Etat-pivot ?
Je lis dans plusieurs articles du dernier « Défense Nationale » l’expression d’Etat-pivot.
1/ L’expression fait bien sûr référence aux grands classiques de la géopolitique, Mackinder et Spykman, qui avaient décelé, dans une approche géographique, des « zones pivot » qu’il fallait contrôler si on souhaitait dominer le monde.
L’expression d’Etat-pivot mérite d’être creusée, car sous l’apparence de son évidence, elle s’appuie sur des suppositions rien moins qu’évidentes.

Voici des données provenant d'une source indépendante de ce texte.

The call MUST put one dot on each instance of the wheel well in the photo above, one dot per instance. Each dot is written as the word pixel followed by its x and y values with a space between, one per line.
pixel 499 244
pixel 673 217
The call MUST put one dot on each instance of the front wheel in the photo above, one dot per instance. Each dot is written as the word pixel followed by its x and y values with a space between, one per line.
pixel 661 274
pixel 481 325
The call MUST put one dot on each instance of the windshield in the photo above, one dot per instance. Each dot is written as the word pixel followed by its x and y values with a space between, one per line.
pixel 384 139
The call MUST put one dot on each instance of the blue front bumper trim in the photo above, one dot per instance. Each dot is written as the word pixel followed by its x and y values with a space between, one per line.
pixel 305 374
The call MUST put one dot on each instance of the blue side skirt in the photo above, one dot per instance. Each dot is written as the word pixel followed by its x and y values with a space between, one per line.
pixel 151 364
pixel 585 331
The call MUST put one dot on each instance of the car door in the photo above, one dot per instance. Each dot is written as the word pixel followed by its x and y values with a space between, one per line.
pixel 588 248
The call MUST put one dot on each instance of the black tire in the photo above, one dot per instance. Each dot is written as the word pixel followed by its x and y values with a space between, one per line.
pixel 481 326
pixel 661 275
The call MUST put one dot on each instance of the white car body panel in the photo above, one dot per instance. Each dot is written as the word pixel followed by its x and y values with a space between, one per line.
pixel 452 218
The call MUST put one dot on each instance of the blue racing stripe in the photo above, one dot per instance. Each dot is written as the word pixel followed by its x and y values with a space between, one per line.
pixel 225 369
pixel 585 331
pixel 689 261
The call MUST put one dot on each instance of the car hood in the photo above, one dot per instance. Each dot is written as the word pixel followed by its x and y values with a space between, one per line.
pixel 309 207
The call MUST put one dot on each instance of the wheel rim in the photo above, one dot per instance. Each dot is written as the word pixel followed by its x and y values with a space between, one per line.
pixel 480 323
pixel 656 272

2/ Sans regarder dans le dictionnaire, je définirait le pivot comme une pièce d’un mécanisme autour de laquelle s’articulent deux autres pièces qui autrement seraient indépendantes.
Il y a donc plusieurs fonctions dans le pivot :
- il réunit, en rendant dépendant ce qui ne l’était pas.
- il articule, c’est-à-dire qu’il provoque un mouvement contrôlé.
Un Etat pivot doit donc correspondre à ces qualités. Les pièces qu’il réunit seraient donc des ensembles géopolitiques qui autrement seraient indépendants. Et la liaison qu’il procure se fait toujours selon des variations contrôlées, on pourrait presque dire déterminées.
3/ Mais alors : y a-t-il des ensembles géopolitiques contigus qui pourraient être indépendants ? Peu probable, car la contiguïté de ces ensembles impose « mécaniquement » une zone intermédiaire. On parlera de confins, on parlera d’Etat tampon. En fait, j’ai l’impression que « l’Etat pivot » est le nouveau nom pour « Etat tampon ».
4/ C’est là que vient la deuxième interrogation : les Etats tampons sont rarement uniques, l’intérêt des deux grands ensembles visant justement à constituer une série d’Etats tampons, dans un chapelet dont la granularité garantit la fonction d’intermédiaire contrôlable. L’Etat-tampon est forcément au pluriel, on parle des Etats tampons (comme ceux qu’on a créé en Europe orientale sur les décombres de l’Autriche-Hongrie).
L’Etat tampon existe à cause des puissances qui l’entourent, ce que ne suggère pas l’expression d’Etat pivot : en effet, dans ce cas, on a l’impression que c’est l’élément unique qui constitue l’âme du système. Un Etat pivot est unique. Ou plutôt, il est unique à articuler les deux ensembles en un « système ».
5/ Que dire alors quand, dans deux articles successifs, on parle de la Géorgie puis de l’Azerbaïdjan comme des « Etats-pivots » ?
Que l’expression a beau être en vogue, elle manque de précision malgré son apparente clarté. C’est un de ces « lieux communs » géopolitiques auxquels on ne réfléchit pas. Pas suffisamment, en tout cas.